Bluntly put, my opinion is worthless. After all, I'm just another spectator of the upheaval going on in Middle East countries. I merely happen to be closer to the epicenter than most people I know, right here at home in Saudi Arabia - where the latest chapter of the ongoing Arab revolution was supposed to happen.
Today, March 11, there was a fair amount of hysteria going on within and without the country about it. The story was that there was going to be a 'Day of Rage', beginning from after the Friday prayers - familiar to those who've been keeping up with Arab protests as a strategy to get as many people together as possible, the prayers being mandatory for every Muslim male to attend. Family members went today, and they came back with nothing but a tale of lots of police cars around the perceived 'danger zone' (interspersed with over-excited exaggerations from the younger one, of course), and nothing else.
I wasn't surprised.
In clear terms, I don't think a revolution in Saudi at this point is going to work. For one, King Abdullah is loved by the people. He recently returned from a lengthy recuperation from a back injury abroad, which brought on a fierce wave of patriotic feeling in most Saudis. I was out late on the day the King returned, and I was entertained at a long stoplight (with a foreign driver, a stranger to me, at the wheel, of course) by the sight of at least thirty cars full of young guys - who don't really need an excuse to coast the streets waving flags and whooping - doing just that. Bellowing the national anthem (off-key, may I add) as though the Saudi national team had just won a match. It's a superficial display of affection, like the BBM I got with the poetic "People burn themselves in protest, but we burn on the inside with love for our king", but genuine. Revolution will happen, if ever, after the king dies, but not before.
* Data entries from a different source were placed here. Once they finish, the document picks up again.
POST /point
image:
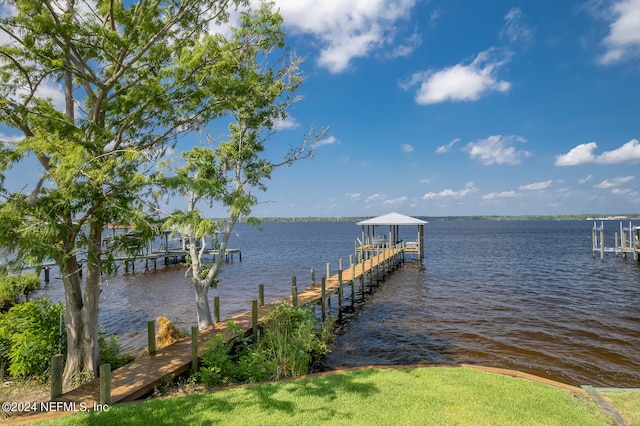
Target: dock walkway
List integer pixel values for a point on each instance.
(141, 376)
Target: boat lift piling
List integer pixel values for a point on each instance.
(626, 242)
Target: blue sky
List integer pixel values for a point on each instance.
(460, 107)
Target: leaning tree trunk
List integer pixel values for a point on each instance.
(202, 303)
(81, 316)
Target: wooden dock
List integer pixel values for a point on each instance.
(143, 375)
(626, 243)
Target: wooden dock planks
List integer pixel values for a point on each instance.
(141, 376)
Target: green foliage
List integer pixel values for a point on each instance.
(30, 335)
(290, 339)
(111, 352)
(12, 287)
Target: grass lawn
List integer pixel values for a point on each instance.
(626, 403)
(434, 396)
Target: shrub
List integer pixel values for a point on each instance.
(13, 287)
(290, 340)
(288, 344)
(30, 334)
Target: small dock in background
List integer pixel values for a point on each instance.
(143, 375)
(626, 242)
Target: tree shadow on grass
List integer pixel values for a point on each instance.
(286, 398)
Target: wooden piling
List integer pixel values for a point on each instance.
(353, 283)
(57, 362)
(105, 384)
(340, 295)
(254, 318)
(194, 349)
(294, 292)
(216, 309)
(151, 335)
(323, 298)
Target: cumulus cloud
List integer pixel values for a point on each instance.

In general, the Saudi people are content. Yes, there are ludicrous violations of human rights; women are treated scandalously; rampant corruption exists unbridled, and there are scores of examples to set for each of these and many other offenses, a sea of details I don't need to dip my toe in at the moment. But Saudis (well, admittedly I've mostly talked to schoolgirls) are mostly of the opinion that the notion of protesting is foreign. That Shias, that Iran, that general malcontents - not us, not real Saudis - are instigating the unrest is the general consensus.
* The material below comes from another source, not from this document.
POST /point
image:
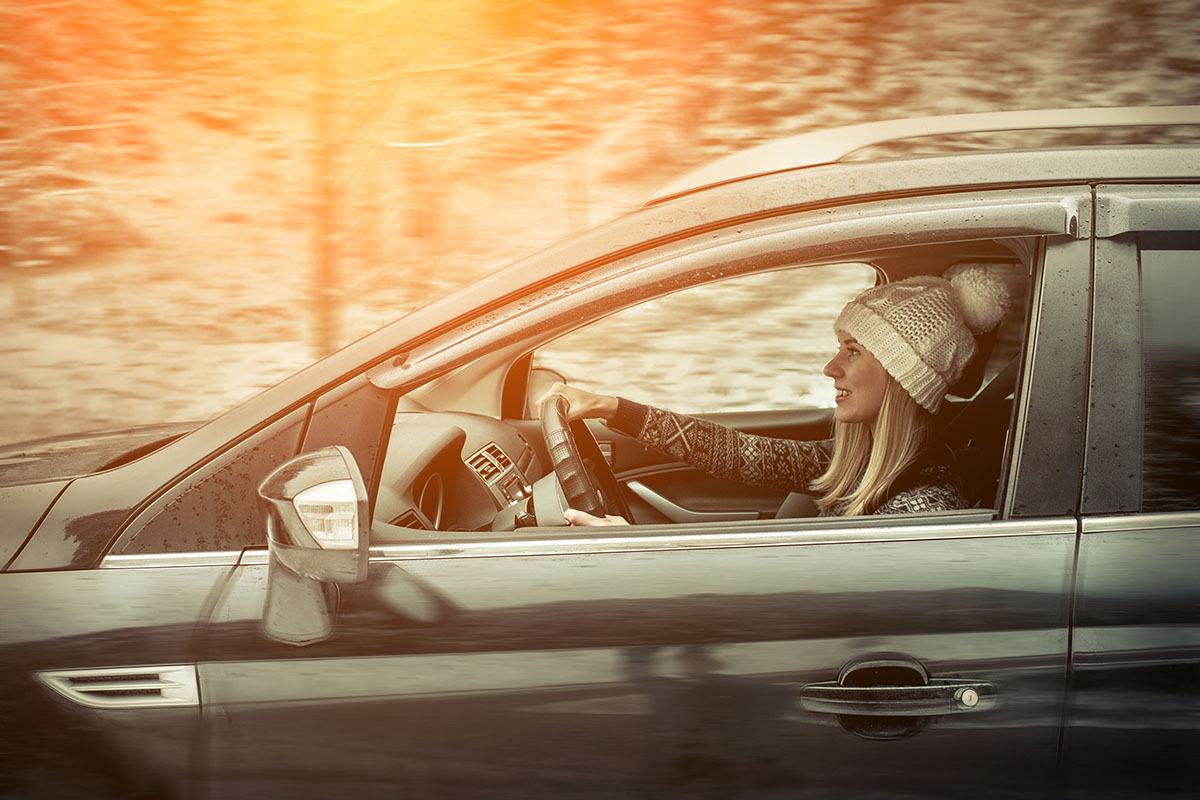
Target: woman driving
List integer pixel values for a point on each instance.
(900, 347)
Helping is the manipulation of religion the Saudi government has going on - has had going on for quite a while - justifying itself. In one of my religious subjects last term, my book said that it was haram or unlawful to challenge the leader, the one in position - even if that leader is unfair/committing sins/being generally awful. This strikes a nerve with me, because in my opinion the great Muslim stagnation of the last centuries was caused in part by ineffectual, unfit, unchallenged rulers who used religion much as modern dictators have.
All in all, though, I just hope for the best. Dialogue, as the foreign minister said, can indeed solve much of Saudi Arabia's problems - if the government will heed the voices of its people and the warning of the fates of dictators past (and recent). Who'd have imagined, several months ago, that Mubarak and Ben Ali would be gone, Gaddafi and others teetering precariously on the same yawning chasm? Perhaps a few months further and we will be looking back in deeper skepticism, wondering at how we were in March!
So let us pray that God will lead us all out of this as a better, improved, more dynamic Saudi Arabia; as, indeed, I pray for the entirety of the Middle East.